Boss Cowboy takes place in the 30s but it’s very much a western.  One car shows up and telephone poles dot the countryside but almost everyone in the movie rides a horse.  The Nolans and the Rosses are two ranching families.  Both families are losing cattle.  Nolan foreman Dick Taylor (Buddy Roosevelt) suspects that the culprit is the Ross foreman, Jack Kearns (George Cheseboro) and he’s right.  Kearns is ripping off both families.  Complicating Taylor’s effort to stop Kearns are his romantic feelings towards Mary Ross (Frances Morris), who is visiting from “back east.”  Sally Nolan (Fay McKenzie) is also visiting and running joke is her handing off her small dog to a ranch hand named Slim (Alan Holbrook).

No apparent relation to either Teddy or FDR, Buddy Roosevelt was a respected stunt man who tried his hand at starring in a few westerns,  Unfortunately, Buddy Roosevelt wasn’t much of an actor, which is painfully apparent while watching him in Boss Cowboy.  He’s fine when he’s riding a horse and pulling a gun but when he has to speak, it’s difficult to watch.  As bad as Buddy Roosevelt’s acting was, he was not the worst actor in Boss Cowboy.  That honor was split between Frances Morris and Fay McKenzie.  Boss Cowboy is pretty dull.  Every scene drags and there are plenty of awkward silences while the cast tries to remember their lines.

Though he wasn’t much of an actor, Buddy Roosevelt remained in a demand as a stunt man throughout the 40s.  In the 50s and 60s, he was kept busy playing townsmen in shows like The Life and Legend of Wyatt Earp.  In 1962, he made his final film appearance in The Man Who Shot Liberty Valance.  He then retired to Colorado, where he did at age of 75 in 1973.  In all, his Hollywood career spanned 46 years, from 1916 to 1962.

 

Death Rides The Range (1939, directed by Sam Newfield)


In this “modern-day” western, Ken Maynard stars as Ken Baxter. While out camping in the wilderness with his trusty horse Tarzan and his two comic relief sidekicks, Pancho (Julian Rivero) and Panhandle (Ralph Peters), Ken comes across the gravely injured Professor Wahl (Michael Vallon). Wahl is an archeologist who has been left to die. Wahl is too weak to reveal who attacked him and, when Ken gets Wahl back to civilization, he discovers that Wahl’s colleagues, Dr. Flotow (William Castello) and Baron Starkoff (Sven Hugo Bard), aren’t willing to help Wahl unless he shares the location of a helium mine.
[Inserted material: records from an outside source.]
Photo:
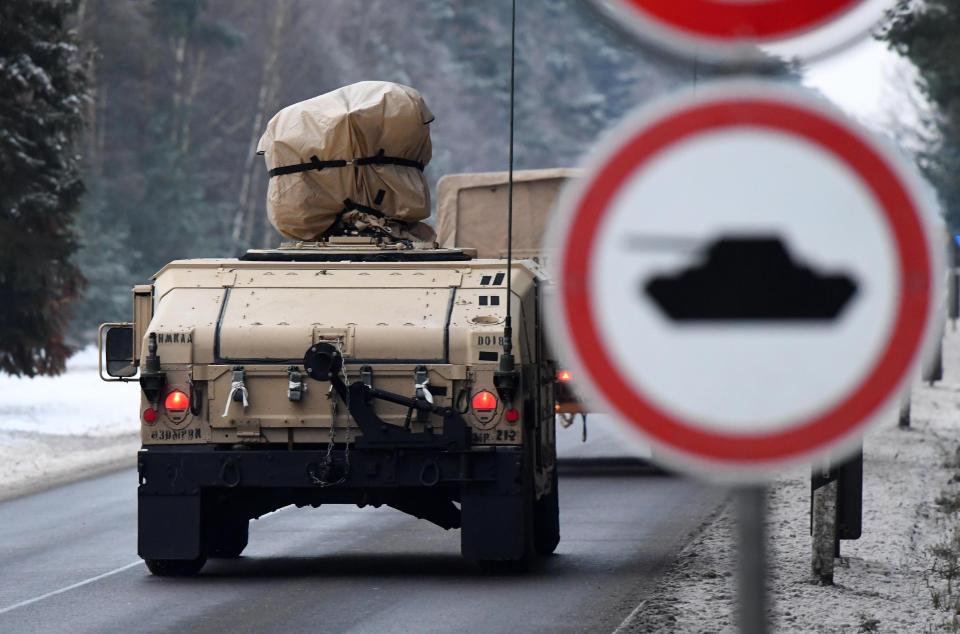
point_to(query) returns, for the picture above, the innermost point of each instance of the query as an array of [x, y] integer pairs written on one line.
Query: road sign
[[745, 278], [744, 30]]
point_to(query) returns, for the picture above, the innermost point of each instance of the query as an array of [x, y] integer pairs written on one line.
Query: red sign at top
[[728, 30]]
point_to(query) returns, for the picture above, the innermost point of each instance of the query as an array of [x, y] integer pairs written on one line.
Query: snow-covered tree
[[42, 97]]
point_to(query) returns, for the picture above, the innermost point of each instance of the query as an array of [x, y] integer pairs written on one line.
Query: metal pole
[[752, 559]]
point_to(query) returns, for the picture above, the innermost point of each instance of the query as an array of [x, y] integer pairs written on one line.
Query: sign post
[[745, 281]]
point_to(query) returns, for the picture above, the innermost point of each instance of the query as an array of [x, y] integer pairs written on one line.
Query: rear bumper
[[188, 469], [186, 491]]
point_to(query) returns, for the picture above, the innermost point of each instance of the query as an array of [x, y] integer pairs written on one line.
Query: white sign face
[[747, 30], [745, 279]]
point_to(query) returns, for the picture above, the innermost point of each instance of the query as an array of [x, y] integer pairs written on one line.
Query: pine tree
[[42, 96], [928, 34]]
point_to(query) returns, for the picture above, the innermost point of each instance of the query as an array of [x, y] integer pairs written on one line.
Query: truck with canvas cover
[[363, 367], [467, 210]]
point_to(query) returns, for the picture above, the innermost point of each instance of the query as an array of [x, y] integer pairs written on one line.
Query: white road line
[[626, 622], [71, 587]]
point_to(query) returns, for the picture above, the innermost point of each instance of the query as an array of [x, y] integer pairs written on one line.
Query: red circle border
[[766, 20], [905, 224]]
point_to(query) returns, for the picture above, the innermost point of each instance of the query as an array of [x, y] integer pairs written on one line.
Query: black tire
[[546, 519], [175, 567], [228, 537]]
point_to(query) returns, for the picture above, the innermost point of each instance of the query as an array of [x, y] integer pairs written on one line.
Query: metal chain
[[332, 396], [346, 381]]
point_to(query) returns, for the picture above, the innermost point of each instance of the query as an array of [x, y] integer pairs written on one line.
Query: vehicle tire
[[175, 567], [546, 519], [228, 537]]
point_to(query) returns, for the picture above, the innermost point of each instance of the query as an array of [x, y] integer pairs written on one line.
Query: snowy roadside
[[58, 429], [901, 576]]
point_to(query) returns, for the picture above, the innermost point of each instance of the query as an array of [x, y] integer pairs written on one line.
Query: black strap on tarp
[[349, 205], [315, 163]]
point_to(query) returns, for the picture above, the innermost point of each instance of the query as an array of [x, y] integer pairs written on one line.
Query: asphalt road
[[68, 563]]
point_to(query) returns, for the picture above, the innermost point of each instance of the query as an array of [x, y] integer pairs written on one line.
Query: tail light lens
[[177, 402], [484, 401]]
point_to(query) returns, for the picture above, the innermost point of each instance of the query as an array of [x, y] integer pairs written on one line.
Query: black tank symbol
[[751, 279]]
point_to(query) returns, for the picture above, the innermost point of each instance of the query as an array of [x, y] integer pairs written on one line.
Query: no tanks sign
[[745, 279]]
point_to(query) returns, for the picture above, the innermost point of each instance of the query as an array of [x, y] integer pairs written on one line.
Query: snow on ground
[[56, 429], [901, 576]]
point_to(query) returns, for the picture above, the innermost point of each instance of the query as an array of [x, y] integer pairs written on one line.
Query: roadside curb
[[23, 488]]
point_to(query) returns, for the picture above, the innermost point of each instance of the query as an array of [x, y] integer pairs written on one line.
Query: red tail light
[[177, 401], [484, 401]]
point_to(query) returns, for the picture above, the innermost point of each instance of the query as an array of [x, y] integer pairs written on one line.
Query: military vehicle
[[347, 371]]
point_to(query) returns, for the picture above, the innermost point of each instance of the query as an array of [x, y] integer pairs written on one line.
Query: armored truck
[[351, 370]]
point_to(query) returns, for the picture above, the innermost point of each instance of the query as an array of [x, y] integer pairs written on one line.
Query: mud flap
[[495, 527], [169, 526]]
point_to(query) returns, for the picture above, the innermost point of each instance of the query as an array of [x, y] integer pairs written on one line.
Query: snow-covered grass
[[55, 429], [74, 403], [901, 576]]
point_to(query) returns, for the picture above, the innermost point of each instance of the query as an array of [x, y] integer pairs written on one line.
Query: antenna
[[505, 378], [506, 360]]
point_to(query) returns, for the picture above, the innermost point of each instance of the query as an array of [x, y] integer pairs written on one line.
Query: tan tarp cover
[[352, 122], [472, 210]]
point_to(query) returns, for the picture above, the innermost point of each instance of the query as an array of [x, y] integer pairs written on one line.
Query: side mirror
[[116, 348]]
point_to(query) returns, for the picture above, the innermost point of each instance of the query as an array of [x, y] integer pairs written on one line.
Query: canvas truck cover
[[358, 151], [472, 210]]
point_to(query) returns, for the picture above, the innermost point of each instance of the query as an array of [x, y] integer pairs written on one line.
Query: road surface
[[68, 563]]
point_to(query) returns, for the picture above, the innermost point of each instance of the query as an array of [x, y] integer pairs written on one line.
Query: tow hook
[[295, 386], [238, 391], [152, 379]]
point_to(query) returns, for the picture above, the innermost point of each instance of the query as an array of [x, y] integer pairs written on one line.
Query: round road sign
[[741, 30], [745, 278]]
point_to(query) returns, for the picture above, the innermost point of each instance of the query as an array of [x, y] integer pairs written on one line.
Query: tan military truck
[[348, 371]]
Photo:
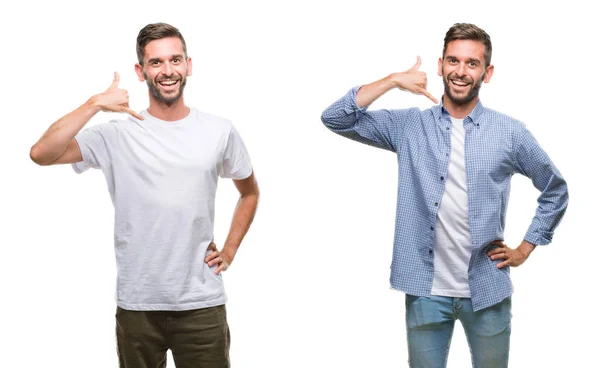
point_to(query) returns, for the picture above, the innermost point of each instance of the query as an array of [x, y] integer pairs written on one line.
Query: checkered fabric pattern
[[496, 147]]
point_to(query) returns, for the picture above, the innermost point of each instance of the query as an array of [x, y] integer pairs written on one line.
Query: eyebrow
[[175, 56], [471, 59]]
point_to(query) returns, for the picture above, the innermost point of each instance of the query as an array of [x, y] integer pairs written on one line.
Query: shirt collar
[[475, 116]]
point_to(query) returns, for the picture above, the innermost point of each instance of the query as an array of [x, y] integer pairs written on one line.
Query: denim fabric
[[430, 324]]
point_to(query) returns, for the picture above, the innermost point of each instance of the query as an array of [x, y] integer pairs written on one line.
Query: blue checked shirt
[[496, 147]]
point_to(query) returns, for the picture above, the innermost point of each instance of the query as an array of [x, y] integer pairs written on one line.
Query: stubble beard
[[473, 92], [158, 96]]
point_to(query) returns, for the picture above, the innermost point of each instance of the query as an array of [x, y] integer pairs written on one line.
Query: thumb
[[115, 82], [417, 64]]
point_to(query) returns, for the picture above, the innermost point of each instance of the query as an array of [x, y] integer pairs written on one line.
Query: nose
[[166, 69]]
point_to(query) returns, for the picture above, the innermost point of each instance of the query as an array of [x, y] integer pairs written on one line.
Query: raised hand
[[116, 99], [414, 81]]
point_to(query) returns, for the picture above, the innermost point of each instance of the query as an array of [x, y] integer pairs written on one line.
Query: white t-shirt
[[452, 235], [162, 178]]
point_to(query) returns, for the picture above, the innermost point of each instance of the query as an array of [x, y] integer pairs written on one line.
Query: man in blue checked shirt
[[455, 163]]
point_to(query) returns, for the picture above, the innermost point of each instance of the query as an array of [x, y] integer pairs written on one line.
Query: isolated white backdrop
[[309, 286]]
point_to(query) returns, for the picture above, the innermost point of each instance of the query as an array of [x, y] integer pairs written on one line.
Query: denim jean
[[430, 323]]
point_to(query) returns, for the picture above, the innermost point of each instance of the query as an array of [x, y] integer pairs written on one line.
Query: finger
[[139, 117], [417, 64], [211, 256], [115, 82], [502, 264], [220, 269]]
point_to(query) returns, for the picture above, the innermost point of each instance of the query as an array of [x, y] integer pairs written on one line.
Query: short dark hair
[[468, 31], [156, 31]]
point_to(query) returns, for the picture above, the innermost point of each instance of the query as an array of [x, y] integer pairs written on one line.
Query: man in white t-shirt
[[161, 167]]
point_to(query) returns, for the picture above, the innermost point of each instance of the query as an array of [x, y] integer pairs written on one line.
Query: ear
[[189, 62], [140, 72], [489, 71]]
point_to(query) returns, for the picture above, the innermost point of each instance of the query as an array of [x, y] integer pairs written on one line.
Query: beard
[[471, 94], [155, 91]]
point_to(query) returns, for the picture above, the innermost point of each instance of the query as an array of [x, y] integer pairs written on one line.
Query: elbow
[[36, 154]]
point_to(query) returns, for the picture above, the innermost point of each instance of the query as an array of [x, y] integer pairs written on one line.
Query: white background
[[309, 286]]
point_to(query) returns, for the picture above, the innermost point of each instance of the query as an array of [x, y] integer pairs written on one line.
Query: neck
[[459, 111], [174, 112]]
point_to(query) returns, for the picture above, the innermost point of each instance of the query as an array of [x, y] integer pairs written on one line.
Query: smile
[[459, 83], [167, 82]]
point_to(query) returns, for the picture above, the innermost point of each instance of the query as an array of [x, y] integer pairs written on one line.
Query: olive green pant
[[197, 338]]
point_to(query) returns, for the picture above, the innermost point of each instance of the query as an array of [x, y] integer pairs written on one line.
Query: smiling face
[[165, 69], [463, 69]]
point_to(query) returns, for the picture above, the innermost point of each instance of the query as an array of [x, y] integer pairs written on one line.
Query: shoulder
[[211, 121], [501, 119]]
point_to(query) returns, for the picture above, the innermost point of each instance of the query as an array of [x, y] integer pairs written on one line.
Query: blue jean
[[430, 323]]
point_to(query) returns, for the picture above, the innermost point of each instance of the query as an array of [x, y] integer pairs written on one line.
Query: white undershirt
[[452, 236]]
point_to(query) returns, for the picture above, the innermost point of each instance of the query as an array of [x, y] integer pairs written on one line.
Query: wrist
[[526, 248], [94, 104], [228, 253]]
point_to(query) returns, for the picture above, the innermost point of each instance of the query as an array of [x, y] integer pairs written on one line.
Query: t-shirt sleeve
[[94, 148], [236, 160]]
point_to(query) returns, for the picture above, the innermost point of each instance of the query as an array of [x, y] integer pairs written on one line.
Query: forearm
[[368, 93], [242, 219], [55, 140]]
Flotow and the Baron are working for “a foreign power” and want to smuggle the helium back to Europe so that their country can use it to fuel their dirigibles. Ken and his sidekicks have to stop the bad guys from getting control of the ranch that sits near the mine. Going undercover, Ken allows himself to be hired by Joe Larkin (Charles King), who is trying to steal the property away from Letty Morgan (Fay McKenzie).  Romance and gunfight follows.  Ken’s horse, Tarzan, saves the day more than once.

The plot of Death Rides the Range is intriguing and, for a 55-minute programmer, complex. Unfortunately, the execution doesn’t allow the story to fulfill its potential. By the time Maynard starred in this film, the once-major cowboy star had alienated most of the major studios and he had a reputation being difficult. He was reduced to working for poverty row studios, like Colony Pictures. Maynard is a convincing hero and his horse, Tarzan, was one of the most talented of the animal actors working at that time but Death Rides The Range still feels rushed.

Death Rides The Range is mostly interesting as an example of the type of anti-German films that were being made before the U.S. officially entered World War II. The film keeps it ambiguous who Flotow and Starkoff are working for but any viewer who had been following the news out of Europe would automatically know they were working for the Germans. Even when he was making movies for Poverty Row, Ken Maynard was still fighting the good fight.